Во время путешествия она вкусила свободы, ранее ей неведомой. Это новое, восхитительное ощущение, несравнимое с состоянием едва ли не рабства, в каком она существовала до тех пор, так изменило весь стиль её жизни, что сделало её для меня едва узнаваемой. Состояние перманентной готовности к защите против всякого принуждения, которому она могла бы подвергнуться, вызывало мучительные признаки неловкости в случаях малейшего расхождения во мнениях с кем бы то ни было. И если до её отъезда наши мнения всегда совпадали, то после возвращения она не только высказывала довольно часто точку зрения, отличную от моей, но делала это, судя по всему, весьма охотно.

Изменились и все её пристрастия. Раньше она предпочитала англичан, серьёзные книги и занятия – теперь стала привержена ко всему французскому, интересовалась модами и готова была с признательностью принимать всякого, кто говорил ей комплименты. С изумлением увидел я, что множество людей, о которых она раньше отзывалась с презрением и которые не были созданы для того даже, чтобы только приблизиться к ней, не говоря уж о том, чтобы ей понравиться – я увидел, повторяю, что люди эти были способны достичь у неё успеха тем, что льстили ей безбожно и развлекали её болтовнёй, когда-то ей так не нравившейся.

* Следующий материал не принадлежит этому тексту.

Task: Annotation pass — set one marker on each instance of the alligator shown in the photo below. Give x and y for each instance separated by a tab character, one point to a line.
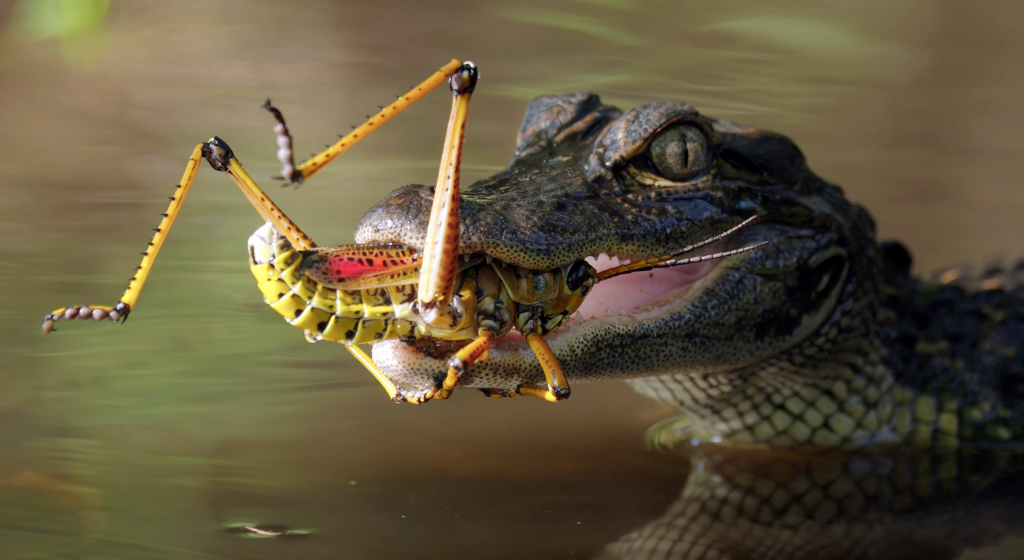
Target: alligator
902	504
820	341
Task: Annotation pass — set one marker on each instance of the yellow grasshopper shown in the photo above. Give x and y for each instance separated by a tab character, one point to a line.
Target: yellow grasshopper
359	294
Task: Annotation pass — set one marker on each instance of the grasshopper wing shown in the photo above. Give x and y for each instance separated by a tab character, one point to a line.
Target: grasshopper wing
360	266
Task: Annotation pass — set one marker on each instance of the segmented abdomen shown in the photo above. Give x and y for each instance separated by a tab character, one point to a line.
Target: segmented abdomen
348	316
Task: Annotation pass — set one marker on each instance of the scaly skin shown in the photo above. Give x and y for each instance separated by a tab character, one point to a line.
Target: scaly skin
818	341
902	504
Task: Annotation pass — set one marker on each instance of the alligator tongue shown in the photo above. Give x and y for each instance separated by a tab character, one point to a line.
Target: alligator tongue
638	289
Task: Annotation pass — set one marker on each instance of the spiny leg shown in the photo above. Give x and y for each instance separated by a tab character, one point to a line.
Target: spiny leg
440	250
295	175
130	296
221	158
559	386
368	362
462	360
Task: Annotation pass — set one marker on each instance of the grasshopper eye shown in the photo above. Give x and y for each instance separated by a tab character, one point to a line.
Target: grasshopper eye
679	154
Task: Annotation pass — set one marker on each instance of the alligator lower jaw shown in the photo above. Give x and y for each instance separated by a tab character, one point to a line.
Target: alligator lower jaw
639	297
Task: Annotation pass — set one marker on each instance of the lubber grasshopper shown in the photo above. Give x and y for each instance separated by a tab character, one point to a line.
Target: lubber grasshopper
363	294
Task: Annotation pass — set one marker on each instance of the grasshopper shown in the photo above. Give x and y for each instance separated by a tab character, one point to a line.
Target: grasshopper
429	297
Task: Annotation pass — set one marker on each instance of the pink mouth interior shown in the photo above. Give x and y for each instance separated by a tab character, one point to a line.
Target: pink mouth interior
638	290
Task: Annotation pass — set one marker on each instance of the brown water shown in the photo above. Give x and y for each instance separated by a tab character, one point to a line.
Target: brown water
206	412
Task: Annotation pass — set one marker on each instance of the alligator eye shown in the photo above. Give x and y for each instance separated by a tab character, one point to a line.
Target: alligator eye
679	154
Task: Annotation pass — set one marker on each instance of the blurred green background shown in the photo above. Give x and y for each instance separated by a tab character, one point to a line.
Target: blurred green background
144	440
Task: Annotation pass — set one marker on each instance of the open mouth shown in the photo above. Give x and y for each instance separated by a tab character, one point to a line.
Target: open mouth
613	303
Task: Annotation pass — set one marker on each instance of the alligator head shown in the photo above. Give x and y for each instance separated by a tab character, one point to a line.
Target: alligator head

И я познал ревность, так сильно меня терзавшую, что я бывал, кажется, несправедлив к кузине. Несколько раз я ловил себя на том, что буквально трепещу от ярости. Единственный из влюблённых в неё мужчин, которого я переносил (кроме Ржевуского), был англичанин, секретарь посольства и близкий друг милорда Стромонта, посла Англии при дворе Августа III. Англичанин был достойный человек, с прекрасным характером; он занимался с княгиней английским языком, но не имел у неё успеха, как любовник.

Мелкие ссоры между мной и кузиной продолжались ещё лет десять, перемежаясь самыми нежными и искренними взаимными ласками; она ни разу не согласилась увенчать их, хотя иногда мы бывали близки к этому.

Года три или четыре после возвращения из этого первого путешествия она колебалась между «да» и «нет» по отношению к Ржевускому. Несколько раз она говорила мне, что устала от его домогательств, а однажды попросила даже посоветовать ей, как ответить на его весьма настойчивое письмо. Я составил для неё ответ, заключавший, согласно с её же словами, категорический отказ, но она нашла мои формулировки слишком сильными и написала письмо сама. Что касается Ржевуского, я считал своим долгом быть лояльным по отношению к приятелю, и мне трудно было переносить, когда кузина принималась кокетничать с другими.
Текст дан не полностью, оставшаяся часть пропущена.